Case-sensitive glob pattern matching. Returns a boolean (or boolean vector for vector input). Supports * (match any sequence of characters) and ? (match any single character). Works on both RAY_SYM and RAY_STR columns.

ray> (like "hello world" "*world")
true

ray> (like "hello world" "hello*")
true

ray> (select {from:t where: (like name "A*")})
; Returns all rows where name starts with "A"

split

(split str delimiter) — binary · element-wise

Splits each string element by the given delimiter and returns a list of string vectors. Each element in the result is a vector of the split parts. Null input produces null output.

ray> (split "a,b,c" ",")
["a" "b" "c"]

ray> (split "hello world" " ")
["hello" "world"]

format

(format fmt ...args) — variadic

Formats values into a string using a format template. Each % placeholder is replaced with the next stringified argument in order. Useful for building display strings or log messages.

ray> (format "Hello, %!" "world")
"Hello, world!"

ray> (format "% + % = %" 1 2 3)
"1 + 2 = 3"

String Operations in the DAG

When using the C API, string operations are available as DAG opcodes. These are fused into morsel-driven execution alongside arithmetic and comparison operations.

Opcode C API Description
OP_UPPER ray_upper(g, a) Uppercase transform
OP_LOWER ray_lower(g, a) Lowercase transform
OP_STRLEN ray_strlen(g, a) String byte length
OP_TRIM ray_trim_op(g, a) Strip leading/trailing whitespace
OP_SUBSTR ray_substr(g, str, start, len) Extract substring by position
OP_REPLACE ray_replace(g, str, from, to) Replace all occurrences
OP_CONCAT ray_concat(g, args, n) Concatenate N strings
OP_LIKE ray_like(g, input, pattern) Case-sensitive glob pattern match (*/? wildcards)
OP_ILIKE ray_ilike(g, input, pattern) Case-insensitive glob pattern match

C API Example

/* Filter rows where upper(name) LIKE "A*" and compute strlen */
ray_graph_t* g = ray_graph_new(table);

ray_op_t* name    = ray_scan(g, "name");
ray_op_t* up_name = ray_upper(g, name);
ray_op_t* pattern = ray_const_str(g, "A*", 2);
ray_op_t* pred    = ray_like(g, up_name, pattern);

ray_op_t* filt_name = ray_filter(g, name, pred);
ray_op_t* name_len  = ray_strlen(g, filt_name);

/* Execute — upper, like, filter, strlen all fused into one morsel pass */
ray_t* result = ray_execute(g, ray_optimize(g, name_len));

String Pool Internals

Understanding the internal layout helps explain performance characteristics of string operations.

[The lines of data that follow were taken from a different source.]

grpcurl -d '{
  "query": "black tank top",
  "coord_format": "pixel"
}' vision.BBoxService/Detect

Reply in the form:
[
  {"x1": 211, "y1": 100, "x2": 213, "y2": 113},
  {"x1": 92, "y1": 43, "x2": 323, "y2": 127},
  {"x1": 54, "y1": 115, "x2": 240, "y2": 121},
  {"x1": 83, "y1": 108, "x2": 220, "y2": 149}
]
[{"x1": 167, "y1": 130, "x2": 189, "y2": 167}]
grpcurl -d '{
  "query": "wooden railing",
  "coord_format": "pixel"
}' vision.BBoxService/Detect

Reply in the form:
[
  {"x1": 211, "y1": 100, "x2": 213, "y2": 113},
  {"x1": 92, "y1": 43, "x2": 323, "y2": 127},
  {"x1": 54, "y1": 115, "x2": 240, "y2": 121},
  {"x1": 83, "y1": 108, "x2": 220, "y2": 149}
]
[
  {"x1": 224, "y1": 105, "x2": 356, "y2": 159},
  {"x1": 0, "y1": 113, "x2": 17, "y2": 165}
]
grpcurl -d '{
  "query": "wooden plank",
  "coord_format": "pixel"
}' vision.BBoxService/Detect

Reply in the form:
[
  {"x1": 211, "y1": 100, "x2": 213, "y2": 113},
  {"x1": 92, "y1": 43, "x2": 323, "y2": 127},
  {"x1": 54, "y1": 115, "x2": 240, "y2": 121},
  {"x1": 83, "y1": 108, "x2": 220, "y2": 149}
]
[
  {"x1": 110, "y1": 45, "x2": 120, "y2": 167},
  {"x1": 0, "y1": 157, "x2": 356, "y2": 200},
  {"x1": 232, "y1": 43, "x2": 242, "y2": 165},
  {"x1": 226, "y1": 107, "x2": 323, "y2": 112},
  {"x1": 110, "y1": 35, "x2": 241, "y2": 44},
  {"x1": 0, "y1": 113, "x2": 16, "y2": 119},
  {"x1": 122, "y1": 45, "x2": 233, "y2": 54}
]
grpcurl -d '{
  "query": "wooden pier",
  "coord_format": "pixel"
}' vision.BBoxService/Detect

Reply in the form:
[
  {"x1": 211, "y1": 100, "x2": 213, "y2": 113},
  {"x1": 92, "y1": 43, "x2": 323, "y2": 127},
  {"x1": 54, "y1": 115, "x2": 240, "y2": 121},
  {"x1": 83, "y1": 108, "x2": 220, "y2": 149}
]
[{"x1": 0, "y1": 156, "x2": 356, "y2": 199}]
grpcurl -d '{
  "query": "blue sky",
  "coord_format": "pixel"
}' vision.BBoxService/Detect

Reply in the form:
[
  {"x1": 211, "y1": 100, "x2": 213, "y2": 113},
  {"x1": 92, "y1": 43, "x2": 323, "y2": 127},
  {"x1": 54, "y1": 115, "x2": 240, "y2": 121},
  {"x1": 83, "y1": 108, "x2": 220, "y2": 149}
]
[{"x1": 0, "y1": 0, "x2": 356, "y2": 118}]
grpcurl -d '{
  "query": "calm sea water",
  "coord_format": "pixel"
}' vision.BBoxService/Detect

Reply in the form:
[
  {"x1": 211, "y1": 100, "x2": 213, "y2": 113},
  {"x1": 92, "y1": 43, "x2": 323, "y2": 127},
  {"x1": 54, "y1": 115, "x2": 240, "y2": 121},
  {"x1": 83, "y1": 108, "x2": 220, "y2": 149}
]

ray_str_t Element Layout (16 bytes)

Bytes Inline (SSO) Pool Reference
0–3 String data [0..3] 4-byte prefix (first 4 bytes of string)
4–7 String data [4..7] Pool offset (uint32_t)
8–11 String data [8..11] String length (uint32_t)
12–15 Length + flag Length + flag (high bit = 1 for pool)

SSO threshold

Strings of 12 bytes or fewer are stored entirely within the 16-byte element — no heap allocation, no pointer chase. The majority of real-world strings (tickers, codes, short names) benefit from this optimization. Access via ray_str_vec_get() returns a pointer to the inline data or pool data transparently.

Hash and Comparison

String hashing uses ray_str_t_hash() which operates directly on the element bytes. Comparison via ray_str_t_cmp() / ray_str_t_eq() first compares the 4-byte prefix for fast rejection, then falls through to a full byte comparison only when prefixes match. This makes hash joins and group-by on string columns significantly faster than naive approaches.

Dictionary-Encoded Symbol Width

RAY_SYM columns use adaptive-width integer indices to minimize memory:

Dictionary Size Index Width Bytes per Row
≤ 255 8-bit 1
≤ 65,535 16-bit 2
≤ 4,294,967,295 32-bit 4
Larger 64-bit 8

Width is set at column creation via ray_sym_vec_new(sym_width, capacity) where sym_width is 1, 2, 4, or 8. The CSV reader picks the narrowest width that fits the observed cardinality.